Bei der Siegehrung in Diex hat Patrick Bosman mit der Sonne um die Wette gestrahlt: der Tiroler sorgte mit Silber bei der Bergmeisterschaft für das erste heurige Bundesliga-Spitzenresultat seines Hrinkow-Advarics-Teams. Dabei hatte Bosman vor drei Monaten einen schweren Rückschlag erlitten, als er bei der Rhodos-Rundfahrt unverschuldet schwer gestürzt war und sich den rechten Unterarm gebrochen hatte.

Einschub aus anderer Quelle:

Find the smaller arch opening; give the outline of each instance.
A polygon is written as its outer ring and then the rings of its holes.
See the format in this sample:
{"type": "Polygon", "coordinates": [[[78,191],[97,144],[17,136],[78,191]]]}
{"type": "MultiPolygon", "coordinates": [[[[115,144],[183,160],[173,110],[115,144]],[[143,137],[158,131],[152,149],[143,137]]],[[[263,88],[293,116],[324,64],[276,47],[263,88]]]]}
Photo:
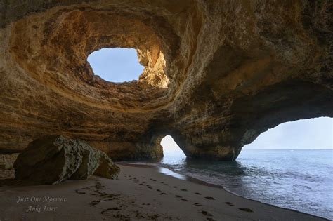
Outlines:
{"type": "Polygon", "coordinates": [[[183,150],[169,135],[164,136],[161,140],[163,147],[163,163],[172,163],[179,162],[180,160],[186,159],[183,150]]]}
{"type": "Polygon", "coordinates": [[[332,135],[333,118],[302,119],[282,123],[268,129],[242,149],[332,149],[332,135]]]}
{"type": "Polygon", "coordinates": [[[123,83],[138,80],[145,67],[134,48],[103,48],[87,58],[94,74],[110,82],[123,83]]]}

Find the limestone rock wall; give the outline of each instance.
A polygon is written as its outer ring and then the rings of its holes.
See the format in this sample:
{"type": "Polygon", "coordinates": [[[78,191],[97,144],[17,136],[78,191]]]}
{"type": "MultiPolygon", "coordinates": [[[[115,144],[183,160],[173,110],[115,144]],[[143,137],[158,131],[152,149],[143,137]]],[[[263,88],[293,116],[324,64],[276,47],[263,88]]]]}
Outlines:
{"type": "Polygon", "coordinates": [[[333,116],[330,1],[0,2],[0,152],[41,135],[112,159],[233,160],[281,123],[333,116]],[[88,55],[135,48],[138,81],[106,82],[88,55]]]}

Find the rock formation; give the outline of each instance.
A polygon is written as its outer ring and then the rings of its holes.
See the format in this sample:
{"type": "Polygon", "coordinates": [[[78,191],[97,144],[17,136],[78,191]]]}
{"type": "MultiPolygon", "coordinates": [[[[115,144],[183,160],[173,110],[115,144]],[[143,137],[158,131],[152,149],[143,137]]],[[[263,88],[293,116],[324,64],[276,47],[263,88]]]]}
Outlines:
{"type": "Polygon", "coordinates": [[[79,138],[112,159],[234,160],[268,128],[333,116],[332,2],[67,0],[0,2],[0,149],[40,134],[79,138]],[[86,61],[134,48],[138,81],[86,61]]]}
{"type": "Polygon", "coordinates": [[[47,135],[30,142],[14,163],[15,178],[43,184],[91,175],[117,178],[119,168],[105,153],[77,140],[47,135]]]}

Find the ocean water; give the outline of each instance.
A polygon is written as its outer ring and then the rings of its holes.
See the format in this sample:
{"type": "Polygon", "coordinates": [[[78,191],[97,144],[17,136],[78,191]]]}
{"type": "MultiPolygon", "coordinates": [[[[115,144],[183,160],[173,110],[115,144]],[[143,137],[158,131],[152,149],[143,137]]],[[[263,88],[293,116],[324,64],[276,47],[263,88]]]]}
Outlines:
{"type": "Polygon", "coordinates": [[[159,166],[246,198],[333,220],[333,150],[246,150],[234,162],[168,154],[159,166]]]}

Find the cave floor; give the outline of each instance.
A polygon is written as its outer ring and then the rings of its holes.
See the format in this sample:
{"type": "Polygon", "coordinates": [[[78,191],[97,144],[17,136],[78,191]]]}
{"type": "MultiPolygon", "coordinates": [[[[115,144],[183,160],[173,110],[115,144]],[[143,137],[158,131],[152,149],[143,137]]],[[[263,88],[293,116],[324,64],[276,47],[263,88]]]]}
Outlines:
{"type": "Polygon", "coordinates": [[[0,220],[320,220],[177,179],[155,168],[119,166],[118,180],[93,177],[52,186],[0,187],[0,220]]]}

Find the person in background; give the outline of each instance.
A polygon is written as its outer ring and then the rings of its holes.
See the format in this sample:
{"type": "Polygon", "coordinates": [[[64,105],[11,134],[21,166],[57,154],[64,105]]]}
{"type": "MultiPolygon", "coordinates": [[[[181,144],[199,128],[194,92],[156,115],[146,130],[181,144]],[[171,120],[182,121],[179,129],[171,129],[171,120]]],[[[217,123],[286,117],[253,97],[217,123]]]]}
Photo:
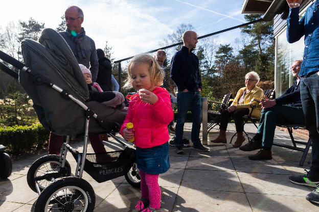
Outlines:
{"type": "Polygon", "coordinates": [[[197,34],[188,30],[183,34],[182,39],[184,45],[173,56],[171,65],[171,78],[178,89],[177,118],[173,141],[177,154],[184,152],[183,136],[189,108],[193,121],[191,139],[193,148],[200,151],[209,150],[201,144],[199,139],[201,123],[201,79],[198,58],[192,52],[197,43],[197,34]]]}
{"type": "MultiPolygon", "coordinates": [[[[78,63],[84,65],[88,69],[89,68],[92,75],[92,82],[95,83],[98,75],[99,62],[95,43],[85,34],[84,29],[82,27],[84,17],[83,11],[77,6],[72,6],[66,9],[64,16],[66,29],[65,31],[59,32],[59,33],[69,44],[78,63]]],[[[91,144],[103,143],[98,135],[89,136],[89,139],[91,144]]],[[[60,154],[63,141],[63,136],[50,132],[49,154],[60,154]]],[[[105,149],[98,147],[94,150],[97,151],[96,152],[104,152],[105,149]]]]}
{"type": "Polygon", "coordinates": [[[120,131],[128,141],[134,138],[136,146],[142,197],[133,211],[159,212],[161,193],[158,176],[170,168],[167,124],[173,119],[171,98],[166,89],[159,87],[163,83],[163,71],[150,55],[134,57],[127,69],[125,87],[140,90],[139,95],[130,101],[120,131]],[[133,123],[133,132],[127,128],[129,122],[133,123]]]}
{"type": "Polygon", "coordinates": [[[306,199],[319,203],[319,1],[312,4],[299,20],[300,7],[302,0],[287,0],[289,13],[287,19],[287,40],[289,43],[299,41],[304,37],[304,58],[299,72],[300,96],[306,122],[312,142],[311,166],[303,175],[290,176],[289,180],[294,183],[316,187],[306,199]]]}
{"type": "MultiPolygon", "coordinates": [[[[255,71],[250,71],[246,74],[245,76],[245,87],[238,90],[231,106],[227,109],[221,111],[219,135],[216,139],[212,141],[212,142],[227,143],[226,130],[228,125],[228,120],[230,117],[233,116],[235,120],[237,134],[237,138],[233,146],[238,148],[241,146],[245,141],[245,136],[243,134],[244,124],[243,117],[248,115],[252,112],[252,109],[250,108],[252,99],[260,100],[264,95],[263,90],[257,86],[260,80],[258,74],[255,71]]],[[[261,106],[257,102],[256,102],[256,107],[253,111],[252,116],[259,118],[261,106]]]]}
{"type": "Polygon", "coordinates": [[[105,57],[104,51],[100,48],[97,49],[99,59],[99,72],[97,83],[104,91],[111,91],[112,65],[111,61],[105,57]]]}
{"type": "Polygon", "coordinates": [[[76,6],[70,6],[65,10],[64,16],[66,29],[59,33],[69,44],[78,63],[89,69],[92,73],[92,81],[95,83],[99,62],[95,43],[86,35],[84,28],[82,27],[84,17],[83,11],[76,6]]]}
{"type": "Polygon", "coordinates": [[[250,160],[272,158],[271,149],[276,124],[304,124],[305,118],[300,99],[300,79],[298,76],[302,62],[302,60],[297,60],[292,63],[291,72],[293,76],[297,77],[297,80],[284,94],[275,99],[268,99],[266,96],[261,99],[260,104],[262,110],[257,132],[251,141],[239,147],[239,149],[245,151],[261,148],[257,154],[248,156],[250,160]]]}
{"type": "MultiPolygon", "coordinates": [[[[166,90],[168,90],[167,88],[167,81],[168,80],[167,79],[167,71],[166,69],[164,67],[164,63],[165,59],[166,59],[166,53],[164,50],[159,49],[156,51],[156,54],[154,56],[154,58],[157,61],[162,68],[163,68],[163,71],[164,71],[164,80],[163,81],[163,88],[165,88],[166,90]]],[[[174,127],[174,122],[173,120],[168,124],[168,128],[173,132],[175,131],[175,127],[174,127]]]]}

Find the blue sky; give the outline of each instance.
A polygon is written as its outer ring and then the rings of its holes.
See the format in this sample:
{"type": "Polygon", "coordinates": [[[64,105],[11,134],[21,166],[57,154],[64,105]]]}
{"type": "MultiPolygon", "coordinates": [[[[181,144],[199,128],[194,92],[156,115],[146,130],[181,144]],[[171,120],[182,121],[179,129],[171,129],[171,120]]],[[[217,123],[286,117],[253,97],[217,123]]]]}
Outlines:
{"type": "MultiPolygon", "coordinates": [[[[11,1],[2,3],[0,29],[9,21],[17,23],[32,17],[55,29],[67,6],[82,9],[82,26],[86,34],[103,48],[107,40],[116,59],[160,47],[168,34],[181,23],[192,24],[199,36],[246,21],[241,14],[242,0],[55,0],[11,1]]],[[[240,30],[224,33],[218,43],[240,38],[240,30]]]]}

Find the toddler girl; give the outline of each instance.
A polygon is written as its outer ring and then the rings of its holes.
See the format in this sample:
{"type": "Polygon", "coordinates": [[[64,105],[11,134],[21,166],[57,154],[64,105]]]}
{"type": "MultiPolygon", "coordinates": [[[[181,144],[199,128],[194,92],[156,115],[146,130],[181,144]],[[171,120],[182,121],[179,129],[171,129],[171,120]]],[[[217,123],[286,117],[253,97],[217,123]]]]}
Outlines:
{"type": "Polygon", "coordinates": [[[168,92],[159,86],[164,73],[153,57],[146,54],[135,56],[128,66],[126,87],[140,90],[131,99],[121,134],[126,140],[134,138],[136,161],[141,176],[142,198],[133,211],[160,211],[161,189],[158,174],[170,167],[169,135],[167,125],[173,120],[168,92]],[[141,90],[142,89],[143,90],[141,90]],[[126,128],[132,122],[134,132],[126,128]]]}

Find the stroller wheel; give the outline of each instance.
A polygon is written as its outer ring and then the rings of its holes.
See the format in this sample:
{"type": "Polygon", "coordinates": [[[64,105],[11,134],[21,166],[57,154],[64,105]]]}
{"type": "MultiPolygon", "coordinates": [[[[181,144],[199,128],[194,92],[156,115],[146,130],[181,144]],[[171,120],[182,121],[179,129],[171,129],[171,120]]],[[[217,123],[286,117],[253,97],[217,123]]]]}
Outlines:
{"type": "Polygon", "coordinates": [[[134,162],[133,166],[124,175],[127,182],[134,188],[140,188],[141,187],[141,177],[140,172],[138,169],[138,164],[134,162]]]}
{"type": "Polygon", "coordinates": [[[29,169],[27,175],[27,181],[30,189],[37,192],[35,179],[37,177],[40,177],[36,181],[39,183],[40,190],[42,191],[52,183],[52,179],[70,176],[71,167],[70,164],[65,161],[63,170],[61,169],[59,160],[59,155],[51,154],[43,156],[35,161],[29,169]]]}
{"type": "Polygon", "coordinates": [[[93,211],[95,205],[93,188],[85,180],[66,177],[56,180],[41,193],[35,212],[93,211]]]}
{"type": "Polygon", "coordinates": [[[0,153],[0,178],[7,179],[12,172],[12,161],[6,152],[0,153]]]}

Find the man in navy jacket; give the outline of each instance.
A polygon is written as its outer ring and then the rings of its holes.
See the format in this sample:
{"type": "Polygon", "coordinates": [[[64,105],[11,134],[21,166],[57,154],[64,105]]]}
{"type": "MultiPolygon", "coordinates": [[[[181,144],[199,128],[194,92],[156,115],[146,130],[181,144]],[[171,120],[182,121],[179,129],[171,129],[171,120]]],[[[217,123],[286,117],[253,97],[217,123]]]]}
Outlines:
{"type": "Polygon", "coordinates": [[[268,99],[265,96],[265,99],[261,100],[260,104],[263,110],[257,133],[252,142],[239,147],[239,149],[245,151],[261,148],[257,154],[248,156],[250,160],[272,158],[271,149],[277,124],[304,124],[305,118],[300,99],[300,81],[298,76],[302,62],[302,60],[297,60],[292,63],[291,72],[293,76],[297,77],[292,86],[278,98],[268,99]]]}
{"type": "Polygon", "coordinates": [[[174,144],[176,152],[181,154],[183,150],[184,127],[187,111],[190,108],[193,118],[191,139],[195,149],[208,151],[202,146],[199,139],[201,122],[201,80],[198,59],[192,52],[197,43],[197,35],[188,30],[183,34],[184,45],[172,58],[171,78],[178,89],[177,93],[177,119],[175,126],[174,144]]]}
{"type": "MultiPolygon", "coordinates": [[[[298,0],[297,3],[302,2],[298,0]]],[[[290,7],[287,19],[287,40],[292,43],[304,36],[303,61],[299,72],[300,96],[312,154],[310,170],[303,175],[290,176],[289,179],[294,183],[316,187],[319,184],[319,1],[312,0],[300,20],[300,7],[289,4],[296,2],[287,2],[290,7]]],[[[319,187],[306,199],[319,203],[319,187]]]]}

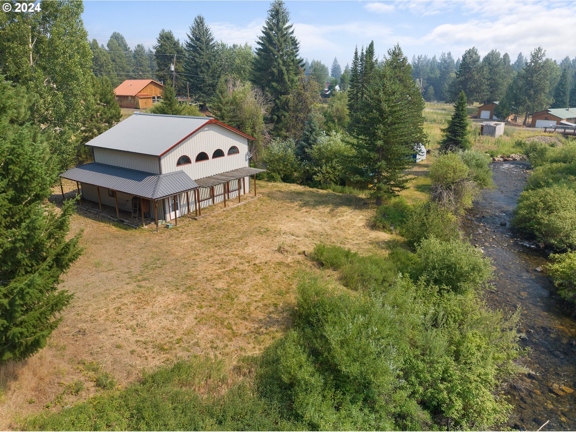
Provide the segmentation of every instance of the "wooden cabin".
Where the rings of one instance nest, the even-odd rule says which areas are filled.
[[[127,79],[114,93],[120,108],[145,109],[161,100],[164,87],[154,79]]]

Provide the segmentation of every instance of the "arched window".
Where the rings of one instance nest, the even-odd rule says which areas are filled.
[[[220,150],[220,149],[217,149],[214,150],[214,152],[212,153],[212,158],[214,159],[216,157],[222,157],[223,156],[224,152]]]
[[[191,163],[192,161],[190,160],[190,158],[184,154],[178,158],[178,161],[176,162],[176,166],[180,166],[182,165],[188,165]]]
[[[202,161],[207,161],[209,158],[208,155],[204,151],[200,151],[198,153],[198,156],[196,157],[196,161],[202,162]]]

Seit Jahren zählen sie zum festen Bestand des Organisationsteams in Völkermarkt: die Motorrad-Kommissare aus Marburg. Die Slowenen kommen allesamt vom traditionellen „Moto Klub Stajerska Maribor“, ihr Chef Branko Rokavec fährt schon seit über 25 Jahren als Begleiter bei Radrennen mit. „Leider haben wir in Slowenien immer weniger Rennen“, bedauert er. Ihren Job haben die begeisterten Hobby-Biker wie immer zuverlässig und unauffällig erledigt. Weil die Motorräder der Begleiter bekanntlich immer schwerer (und stärker) werden: die sechs Slowenen waren in Völkermarkt zusammen mit fast tausend PS unterwegs!
Hans Enzi, der Vater der Völkermarkter Radsporttage, erinnert sich gerne an die Anfänge. „1985 hab ich das erste Diexer Bergrennen veranstaltet, da haben wir Harry Maier und Paul Popp als Stars verpflichtet, 10.000 Schilling war damals das Startgeld. Und zwei Jahre später hat Helmut Wechselberger als Sieger einen waschechten, quicklebendigen Hammel als Prämie bekommen.“ Aktuell versorgt Hans Enzi beim Straßenrennen seine dutzenden ehrenamtlichen Funktionäre und Helfer mit riesigen belegten Broten und Mineralwasser, stehen manche von ihnen doch vom frühen Vormittag bis in den späten Nachmittag hinein dem Rennsport zur Verfügung. Traurig, aber Realität: die Völkermarkter Radsporttage bilden die letzten verbliebenen Straßenrennen in Kärnten, dem WM-Bundesland von 1987.